Reverse Engineering the Medium Earnings Model for Authors - Part 1

Reverse Engineering the Medium Earnings Model for Authors

Part 1 — Using data to analyze the Medium earnings model

Let's Begin. My original title for this story was "How to (Not) Make Money Writing on Medium", since as they say, you should write what you know. I'm six weeks into this endeavor with six stories and a whopping $3 of earnings. I am thus a certified expert on not making money on Medium.

I want to understand why this is so difficult. Perhaps I can be smarter.

My findings, shared here, are based on data I gathered from the profiles of other Medium authors as well as my own meager Earnings page. Read on, and I'll give you some data-based recommendations to help you increase your own earnings. Not hearsay. Not conjecture. Just the facts, ma'am.

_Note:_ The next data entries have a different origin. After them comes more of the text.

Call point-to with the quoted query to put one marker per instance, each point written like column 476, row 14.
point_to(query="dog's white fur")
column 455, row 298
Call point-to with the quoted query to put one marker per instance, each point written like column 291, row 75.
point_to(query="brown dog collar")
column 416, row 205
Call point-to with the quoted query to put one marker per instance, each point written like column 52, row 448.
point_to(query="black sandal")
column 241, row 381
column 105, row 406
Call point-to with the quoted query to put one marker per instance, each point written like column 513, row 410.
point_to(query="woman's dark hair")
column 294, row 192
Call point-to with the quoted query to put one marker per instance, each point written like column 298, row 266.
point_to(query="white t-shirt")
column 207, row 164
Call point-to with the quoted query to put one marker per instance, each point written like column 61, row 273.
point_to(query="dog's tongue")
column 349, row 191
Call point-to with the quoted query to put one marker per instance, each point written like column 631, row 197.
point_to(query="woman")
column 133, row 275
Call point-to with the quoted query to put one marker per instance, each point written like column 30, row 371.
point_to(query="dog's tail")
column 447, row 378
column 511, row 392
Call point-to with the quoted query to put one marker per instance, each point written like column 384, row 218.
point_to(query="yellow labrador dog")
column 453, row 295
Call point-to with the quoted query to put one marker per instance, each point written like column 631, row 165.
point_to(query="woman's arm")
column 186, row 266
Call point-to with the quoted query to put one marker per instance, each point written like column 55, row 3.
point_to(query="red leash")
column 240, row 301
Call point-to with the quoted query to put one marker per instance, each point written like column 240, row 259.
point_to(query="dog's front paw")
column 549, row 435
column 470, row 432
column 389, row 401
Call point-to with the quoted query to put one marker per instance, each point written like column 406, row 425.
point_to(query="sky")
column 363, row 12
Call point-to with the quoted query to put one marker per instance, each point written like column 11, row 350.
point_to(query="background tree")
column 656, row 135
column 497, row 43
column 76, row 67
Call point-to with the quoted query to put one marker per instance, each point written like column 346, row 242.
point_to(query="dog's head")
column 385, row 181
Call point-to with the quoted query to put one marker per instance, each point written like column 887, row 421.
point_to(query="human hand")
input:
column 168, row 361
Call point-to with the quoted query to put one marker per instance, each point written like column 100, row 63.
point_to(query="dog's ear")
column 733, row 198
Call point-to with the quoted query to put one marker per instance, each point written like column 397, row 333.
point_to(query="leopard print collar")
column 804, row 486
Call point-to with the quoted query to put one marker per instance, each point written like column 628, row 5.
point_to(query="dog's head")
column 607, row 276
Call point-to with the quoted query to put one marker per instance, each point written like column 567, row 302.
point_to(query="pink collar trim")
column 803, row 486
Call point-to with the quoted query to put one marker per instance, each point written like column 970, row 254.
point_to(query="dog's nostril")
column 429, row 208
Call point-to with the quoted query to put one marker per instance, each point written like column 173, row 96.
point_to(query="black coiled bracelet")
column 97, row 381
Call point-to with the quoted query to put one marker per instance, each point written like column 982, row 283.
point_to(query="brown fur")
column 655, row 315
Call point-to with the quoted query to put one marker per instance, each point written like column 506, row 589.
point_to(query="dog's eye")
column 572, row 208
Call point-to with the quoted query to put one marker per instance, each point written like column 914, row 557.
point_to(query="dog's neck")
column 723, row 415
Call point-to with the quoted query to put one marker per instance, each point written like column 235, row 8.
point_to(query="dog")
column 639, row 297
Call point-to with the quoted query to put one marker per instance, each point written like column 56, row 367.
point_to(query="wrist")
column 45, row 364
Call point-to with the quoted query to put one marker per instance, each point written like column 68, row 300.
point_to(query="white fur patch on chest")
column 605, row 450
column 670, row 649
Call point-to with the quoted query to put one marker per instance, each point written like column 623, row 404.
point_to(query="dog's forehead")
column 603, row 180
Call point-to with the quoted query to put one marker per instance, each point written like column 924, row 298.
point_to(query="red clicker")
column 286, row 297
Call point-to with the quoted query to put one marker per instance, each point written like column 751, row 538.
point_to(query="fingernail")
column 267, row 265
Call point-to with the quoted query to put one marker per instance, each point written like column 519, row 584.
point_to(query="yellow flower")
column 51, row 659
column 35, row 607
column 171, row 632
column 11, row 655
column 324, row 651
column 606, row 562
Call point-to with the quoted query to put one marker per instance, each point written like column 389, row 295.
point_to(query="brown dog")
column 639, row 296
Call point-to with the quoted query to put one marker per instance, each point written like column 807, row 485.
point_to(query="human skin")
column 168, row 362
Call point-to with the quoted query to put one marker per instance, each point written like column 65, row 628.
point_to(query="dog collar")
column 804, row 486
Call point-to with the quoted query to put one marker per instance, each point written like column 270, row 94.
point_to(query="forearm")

In Part 1 of this multi-part story we'll just be getting started. There's a lot of information to be mined and analyzed, so we'll need additional stories to do all of this data justice. See the link at the bottom of the story for Part 2.

What prompted this analysis? I have a mere 19 followers to date, and 3 of those follow by email. Unsurprisingly, most of my followers are people I know. I also noticed that my email followers are other writers with interests far outside of my own. Why are they following me?

Further examination shows they each follow a huge number of authors besides me, in one case over 50,000. So I can safely assume they are not following me because of my exceptional writing skills and riveting stories. There must be a reason why they click away and risk carpal tunnel to follow so many other authors.

A little searching uncovers a strategy called "Reciprocity" — that is, I'll follow you if you follow me, and if you don't, I'll unfollow you. Why are followers important? Let's deep dive into the Medium earnings model and see if we can figure it out. Let's also try to figure out if following others will help increase our own number of followers.

The Author Profile Data Set

Let's begin our analysis by examining the Medium data that is publicly available, which might help us understand the earnings model. Medium doesn't offer much in the way of a Developer API, so we'll need to gather our data the old fashioned way. For this study, I grabbed data from about 500 author profiles, encompassing about 50,000 stories. I'll spare you the details, but let's just say it helps to be a programmer.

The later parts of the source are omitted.